Powerful LEDs are revolutionizing the way museums operate and maintain expensive artifacts. The luminary’s compact size and non-invasive properties allow curators to illuminate artwork in the building without affecting sensitive elements. By comparison, some traditional light sources emit harmful UV rays, which could cause discoloration on paintings, when exposed for long periods of time.
Keep reading to understand how museums leverage LEDs for illumination, inspections and preservation.
Narrow Spotlight Configurations
When illuminating a small artifact on display, curators typically use very narrow spotlights, suspended in the air or mounted very high on the ceiling. The narrow beam stays tight and focused, as it lights up the piece. Narrow lighting configurations are preferred, because of their ability to keep beams within a specific range, without affect nearby paintings. Furthermore, it keeps the general area dim, maintaining a comfortable ambiance for conversations and discussions.

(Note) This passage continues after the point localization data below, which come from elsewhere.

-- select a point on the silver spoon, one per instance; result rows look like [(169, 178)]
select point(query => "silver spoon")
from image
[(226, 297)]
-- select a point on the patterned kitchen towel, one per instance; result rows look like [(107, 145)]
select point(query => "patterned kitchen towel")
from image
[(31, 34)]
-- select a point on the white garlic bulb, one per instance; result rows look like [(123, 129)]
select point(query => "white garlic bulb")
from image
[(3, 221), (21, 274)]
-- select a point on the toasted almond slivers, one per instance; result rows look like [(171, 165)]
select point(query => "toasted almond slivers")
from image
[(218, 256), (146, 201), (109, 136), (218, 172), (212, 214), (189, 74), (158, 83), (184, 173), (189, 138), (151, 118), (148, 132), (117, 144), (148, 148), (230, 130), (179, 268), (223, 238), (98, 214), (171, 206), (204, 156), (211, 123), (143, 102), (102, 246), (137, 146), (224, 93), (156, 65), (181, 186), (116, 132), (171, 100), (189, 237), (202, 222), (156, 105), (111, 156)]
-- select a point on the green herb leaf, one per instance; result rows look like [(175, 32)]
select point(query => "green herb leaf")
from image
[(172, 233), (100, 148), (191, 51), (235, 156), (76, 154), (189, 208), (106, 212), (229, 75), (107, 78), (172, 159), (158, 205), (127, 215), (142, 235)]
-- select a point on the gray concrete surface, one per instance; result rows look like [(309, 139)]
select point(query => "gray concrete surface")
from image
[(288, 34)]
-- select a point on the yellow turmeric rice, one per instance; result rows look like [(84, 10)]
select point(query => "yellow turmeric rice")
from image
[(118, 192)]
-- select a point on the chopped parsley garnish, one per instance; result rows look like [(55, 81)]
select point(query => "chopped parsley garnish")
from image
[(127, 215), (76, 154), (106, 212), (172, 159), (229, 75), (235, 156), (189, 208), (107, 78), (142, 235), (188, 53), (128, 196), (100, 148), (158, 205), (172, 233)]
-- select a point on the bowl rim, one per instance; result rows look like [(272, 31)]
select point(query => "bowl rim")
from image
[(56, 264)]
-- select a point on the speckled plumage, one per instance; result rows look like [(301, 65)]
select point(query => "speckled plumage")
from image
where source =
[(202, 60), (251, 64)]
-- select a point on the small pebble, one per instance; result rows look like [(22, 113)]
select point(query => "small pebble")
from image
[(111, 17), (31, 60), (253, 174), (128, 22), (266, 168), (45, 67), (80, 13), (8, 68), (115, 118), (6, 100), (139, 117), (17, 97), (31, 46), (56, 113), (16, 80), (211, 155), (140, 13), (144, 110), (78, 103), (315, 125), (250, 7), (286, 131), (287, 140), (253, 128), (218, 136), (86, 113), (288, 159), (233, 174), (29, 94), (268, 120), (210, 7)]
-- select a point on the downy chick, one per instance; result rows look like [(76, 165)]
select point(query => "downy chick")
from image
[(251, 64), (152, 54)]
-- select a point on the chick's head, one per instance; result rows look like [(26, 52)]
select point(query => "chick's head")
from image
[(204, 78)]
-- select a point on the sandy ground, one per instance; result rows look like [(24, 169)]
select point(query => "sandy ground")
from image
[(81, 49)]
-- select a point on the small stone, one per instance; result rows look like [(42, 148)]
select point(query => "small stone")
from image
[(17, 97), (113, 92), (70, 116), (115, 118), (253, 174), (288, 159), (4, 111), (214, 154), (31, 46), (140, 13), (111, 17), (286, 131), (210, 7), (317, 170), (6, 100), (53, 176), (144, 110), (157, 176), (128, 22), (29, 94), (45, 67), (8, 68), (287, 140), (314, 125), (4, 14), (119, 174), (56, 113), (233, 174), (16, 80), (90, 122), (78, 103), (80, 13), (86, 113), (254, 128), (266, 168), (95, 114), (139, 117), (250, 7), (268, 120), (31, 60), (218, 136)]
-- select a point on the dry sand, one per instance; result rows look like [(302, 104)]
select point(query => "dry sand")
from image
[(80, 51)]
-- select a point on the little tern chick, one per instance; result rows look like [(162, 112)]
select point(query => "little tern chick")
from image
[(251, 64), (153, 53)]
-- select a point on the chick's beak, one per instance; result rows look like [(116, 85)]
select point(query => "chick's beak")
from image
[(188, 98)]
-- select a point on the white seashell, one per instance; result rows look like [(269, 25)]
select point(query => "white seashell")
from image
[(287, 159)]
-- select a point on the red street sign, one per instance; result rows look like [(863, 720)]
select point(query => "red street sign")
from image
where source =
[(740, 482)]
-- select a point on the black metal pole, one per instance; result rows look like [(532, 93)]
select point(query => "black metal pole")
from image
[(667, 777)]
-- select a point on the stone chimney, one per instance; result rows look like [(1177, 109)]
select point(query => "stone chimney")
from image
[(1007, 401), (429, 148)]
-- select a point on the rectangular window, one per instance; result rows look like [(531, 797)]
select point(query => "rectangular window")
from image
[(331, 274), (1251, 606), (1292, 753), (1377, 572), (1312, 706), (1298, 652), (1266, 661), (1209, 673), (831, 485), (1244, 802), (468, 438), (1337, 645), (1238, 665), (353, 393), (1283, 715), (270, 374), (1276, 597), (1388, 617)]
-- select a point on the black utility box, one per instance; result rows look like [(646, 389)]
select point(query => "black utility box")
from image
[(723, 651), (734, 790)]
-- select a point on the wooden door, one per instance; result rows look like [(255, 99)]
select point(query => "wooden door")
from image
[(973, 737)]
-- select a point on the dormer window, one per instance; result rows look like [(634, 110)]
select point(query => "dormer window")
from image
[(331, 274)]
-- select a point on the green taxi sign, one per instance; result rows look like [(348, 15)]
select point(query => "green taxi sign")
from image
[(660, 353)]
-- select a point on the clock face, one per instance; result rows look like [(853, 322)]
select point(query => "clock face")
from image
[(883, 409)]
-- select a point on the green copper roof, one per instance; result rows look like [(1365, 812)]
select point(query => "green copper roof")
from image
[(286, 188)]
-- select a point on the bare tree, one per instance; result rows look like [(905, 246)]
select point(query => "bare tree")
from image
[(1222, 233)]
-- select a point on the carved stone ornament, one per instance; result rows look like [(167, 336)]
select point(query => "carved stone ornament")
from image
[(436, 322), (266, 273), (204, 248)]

Utilizing a wide flood beam to illuminate multiple pieces on a wall is not recommended, as it could cause unsightly glare – especially if the light source is very close to the wall (and if the color of the wall is bright). Flood beams would be an exception for very large museums, focusing on very large pieces (such as a dinosaur statue) or for dark-colored walls.
Detecting Inconsistencies (Infrared Light)
Behind the scenes, museums curators rely on infrared LED to streamline the detection of inconsistencies, origin of artifact and fraudulent applications. For instance, infrared light could be applied to uncover hidden touch ups in old paintings. In other industries, like law enforcement, infrared LEDs are also being used to detect counterfeit banknotes.
To conclude, the advantages of LEDs have made museums more efficient, authentic and grand. Without needing to invest in costly UV filters and outdated fixtures, such establishments could improve the overall mood and experience of viewers in the area.